Migrate from AWS Batch
If you're running batch embeddings, transcription, OCR, or other GPU-heavy inference on AWS Batch + GPU instances, you can move the inference half to Common Compute in an afternoon. The orchestration patterns map cleanly; only the runtime changes.
Mental model — what maps to what
AWS Batch concepts → Common Compute concepts:
- Job queue → workload (we route to capacity, you don't pick a queue)
- Job definition → workload_id + model_id (declarative; no container to maintain)
- Compute environment → none (we own the fleet — Apple Silicon, sandboxed)
- submit_job → cc.jobs.submit() / openai-compatible call (returns a job id)
- describe_jobs → cc.jobs.get(id) (same shape: state, attempts, result_uri)
- cancel_job / terminate_job → cc.jobs.cancel(id)
- S3 input bucket → R2 (presigned upload URL returned at submit time)
- CloudWatch Logs → /v1/me/logs (filterable by job id, time range)
- IAM role → API key with `inference` scope (per-key, revocable)
- Reserved capacity → priority tier (`batch` is the default)
Path 1 — Drop-in shim (zero refactor)
If your code calls boto3.client('batch').submit_job(...), install the optional shim and change one import line. The shim translates submit_job/describe_jobs/list_jobs/cancel_job/terminate_job into the equivalent Common Compute calls.

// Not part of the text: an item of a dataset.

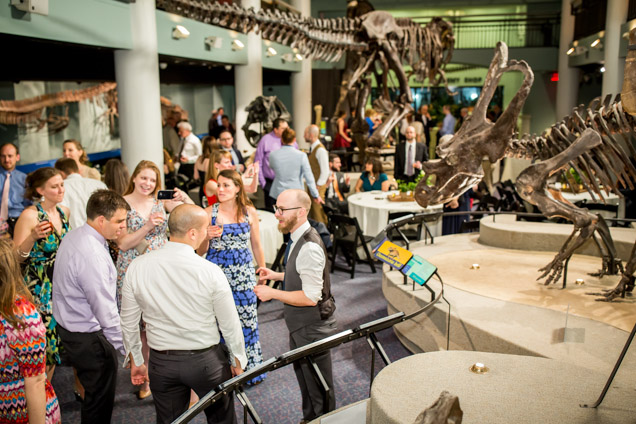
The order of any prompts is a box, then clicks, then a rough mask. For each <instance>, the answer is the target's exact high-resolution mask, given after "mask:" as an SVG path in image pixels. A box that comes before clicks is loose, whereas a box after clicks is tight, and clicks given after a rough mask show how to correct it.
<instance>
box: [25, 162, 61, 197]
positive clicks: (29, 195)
mask: <svg viewBox="0 0 636 424" xmlns="http://www.w3.org/2000/svg"><path fill="white" fill-rule="evenodd" d="M71 160H73V159H71ZM56 175H61V174H60V171H58V170H57V169H55V168H51V167H50V166H47V167H44V168H40V169H36V170H35V171H33V172H31V173H30V174H29V175H27V178H26V182H25V187H26V189H25V190H24V197H25V198H27V199H30V200H36V199H39V198H40V197H41V196H40V194H39V193H38V191H37V189H38V188H42V187H44V184H46V182H47V181H48V180H50V179H51V178H53V177H55V176H56Z"/></svg>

The shim is a thin adapter — it does not require boto3 installed and does not call AWS. It returns response dicts shaped exactly like AWS Batch responses (jobId / jobName / status / startedAt / stoppedAt / statusReason).
Path 2 — Native SDK (cleanest)
If you can spend an hour, the native SDK is more idiomatic Python and gives you typed responses, streaming, and async support.
Path 3 — One-call replace (per file)
If you only have a handful of submit_job sites, you can call the SDK directly without the shim. The function-shape is unchanged from any other Python HTTP client.
Video pipelines (the most common AWS Batch + GPU use case)
Video transcoding and AI processing are the workloads that disproportionately drive AWS Batch + GPU instance bills. Common Compute handles them via two workloads: vt_transcode (hardware H.264/HEVC via Apple VideoToolbox) and the AI workload of your choice (whisper_ane for transcription, coreml_vision for frame analysis, mlx_image for generation, vision_ocr for screen-grab text).
AI batch jobs (embeddings, OCR, classification)
If your pipeline already uses AWS Batch to run embeddings or vision over a corpus on g5/p5 instances, the OpenAI-compatible path is even shorter than the shim.
What you don't have to manage anymore
- Container images — no ECR, no Dockerfile, no base-image patches
- Compute environments — no scaling policies, no spot interruption handling
- GPU instance availability — no waiting on p5/g5 reservations
- Cost dashboards — quotes are returned before the job runs
What changes about your pipelines
- S3 → R2: input bytes upload to a presigned URL we return; you don't manage buckets
- IAM → API keys with scopes; rotate via /app/api-keys
- VPC peering → not applicable; we expose a public HTTPS API only
- Failure semantics: tasks retry up to max_attempts (default 3), then dead_letter — same shape as AWS Batch state transitions
Cost comparison (typical)
Embeddings (bge-large) on g5.xlarge through AWS Batch: ~$0.045 per 1M tokens including instance idle. Same workload on Common Compute: $0.009 per 1M tokens. The savings come from amortizing across idle Apple Silicon instead of dedicated cloud GPU.